How NewYork-Presbyterian Hospital Increased COVID-19 Vaccination Rates Among Minority Patients at Upper Manhattan Vaccination Site

Community outreach and restricting online scheduling to certain zip codes helped increase vaccine uptake among Black and Hispanic residents, new study says.

Community outreach and restricting COVID-19 vaccine appointments by zip code helped NewYork-Presbyterian Hospital reach Black and Hispanic patients and reduce health disparities in COVID-19 vaccine uptake, according to a study by researchers at NewYork-Presbyterian and Columbia University Irving Medical Center. The study was published online June 22 in JAMA Open Network.

Between January 14, 2021 and May 14, 2021, NewYork-Presbyterian Hospital operated a large COVID-19 vaccination site at the Fort Washington Armory in Washington Heights, a racially and ethnically diverse neighborhood that was hit hard by the COVID-19 pandemic. Online self-scheduling was initially open to all New York State residents. On January 28, the Hospital digitally redesigned the scheduling system to restrict it to residents from local zip codes with high racial and ethnic minority populations.

In addition, direct outreach began on February 3 with a focus on local Spanish-speaking and underserved communities. This outreach was conducted through community-based organizations such as senior centers, faith-based organizations, and local primary care practices. Outreach components included social media campaigns, support from trusted community ambassadors, educational presentations to community groups, and enabling community-based organizations to directly schedule appointments on behalf of patients.

Before these two interventions, Black patients represented only 2 percent of the self-scheduled appointments for a first COVID-19 vaccine dose, and Hispanic patients represented 4 percent. Following the digital redesign that restricted the majority of scheduling to certain zip codes, those numbers increased to 10 percent and 31 percent, respectively.

Additionally, Black patients accounted for 12 percent of appointments made through community outreach, and Hispanic patients represented 58 percent of appointments.

“We saw a substantial increase in COVID-19 vaccine appointments at the Armory from Black and Hispanic patients once zip codes were restricted and direct outreach began,” said Dr. Daniela C. Diaz, associate medical director of New York-Presbyterian’s Herman “Denny” Farrell Jr. Community Health Center, assistant professor of medicine at Columbia University Vagelos College of Physicians and Surgeons, and the lead author of the study. “These are populations that we knew were at higher risk for COVID-19 infection and hospitalization and had lower vaccination rates. We believe these steps could be replicated to help reduce health disparities in future public health campaigns.”

Ultimately, more than 100,000 people were vaccinated at the Armory, which was made possible by a collaboration with New York State, NewYork-Presbyterian, Weill Cornell Medicine, and Columbia University Irving Medical Center.

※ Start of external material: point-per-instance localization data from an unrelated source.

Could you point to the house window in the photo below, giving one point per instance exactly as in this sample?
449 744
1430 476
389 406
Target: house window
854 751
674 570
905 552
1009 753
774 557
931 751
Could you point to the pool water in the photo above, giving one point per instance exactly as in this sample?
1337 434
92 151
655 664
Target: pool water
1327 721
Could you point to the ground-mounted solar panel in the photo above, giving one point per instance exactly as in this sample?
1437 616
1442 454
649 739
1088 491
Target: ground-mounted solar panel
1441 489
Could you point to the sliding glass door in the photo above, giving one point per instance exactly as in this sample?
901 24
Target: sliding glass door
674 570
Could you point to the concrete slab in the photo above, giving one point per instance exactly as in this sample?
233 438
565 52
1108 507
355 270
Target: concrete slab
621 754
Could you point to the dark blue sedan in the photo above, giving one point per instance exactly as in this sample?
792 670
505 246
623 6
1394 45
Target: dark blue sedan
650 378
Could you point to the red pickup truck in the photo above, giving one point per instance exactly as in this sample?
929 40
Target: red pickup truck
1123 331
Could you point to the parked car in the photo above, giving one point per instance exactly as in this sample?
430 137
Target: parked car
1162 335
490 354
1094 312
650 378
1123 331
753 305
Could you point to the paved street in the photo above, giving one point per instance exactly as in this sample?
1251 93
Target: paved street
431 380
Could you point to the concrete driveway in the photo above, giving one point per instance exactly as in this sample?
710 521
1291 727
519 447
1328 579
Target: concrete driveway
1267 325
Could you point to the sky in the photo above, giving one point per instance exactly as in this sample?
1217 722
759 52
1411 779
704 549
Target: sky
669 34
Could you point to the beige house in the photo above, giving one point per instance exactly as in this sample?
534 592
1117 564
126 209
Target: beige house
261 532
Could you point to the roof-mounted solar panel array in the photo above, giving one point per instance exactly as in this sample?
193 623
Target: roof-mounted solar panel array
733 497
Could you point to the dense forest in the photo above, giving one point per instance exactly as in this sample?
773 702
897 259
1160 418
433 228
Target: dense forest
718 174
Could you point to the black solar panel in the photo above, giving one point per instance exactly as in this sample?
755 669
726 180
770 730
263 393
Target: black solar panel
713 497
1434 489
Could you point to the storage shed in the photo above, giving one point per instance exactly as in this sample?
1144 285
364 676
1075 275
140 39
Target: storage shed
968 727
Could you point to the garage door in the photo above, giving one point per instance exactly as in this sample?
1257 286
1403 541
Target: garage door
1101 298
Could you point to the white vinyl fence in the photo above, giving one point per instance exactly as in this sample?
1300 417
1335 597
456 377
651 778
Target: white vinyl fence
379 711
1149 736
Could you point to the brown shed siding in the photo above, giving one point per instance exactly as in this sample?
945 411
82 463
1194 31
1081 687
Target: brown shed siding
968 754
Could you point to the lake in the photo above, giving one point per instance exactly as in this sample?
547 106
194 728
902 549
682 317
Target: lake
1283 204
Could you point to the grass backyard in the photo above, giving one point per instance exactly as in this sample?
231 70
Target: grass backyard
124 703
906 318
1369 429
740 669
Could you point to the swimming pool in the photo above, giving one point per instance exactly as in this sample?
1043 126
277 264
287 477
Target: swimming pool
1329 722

In May 2021, NewYork-Presbyterian’s COVID-19 vaccination efforts shifted to community and physician-based sites throughout New York City and Westchester. Patients can visit NewYork-Presbyterian’s COVID-19 Vaccine Education Center to learn more and make an appointment.

Additional Resources

  • Learn more about NewYork-Presbyterian’s strategies to increase access to the COVID-19 vaccine.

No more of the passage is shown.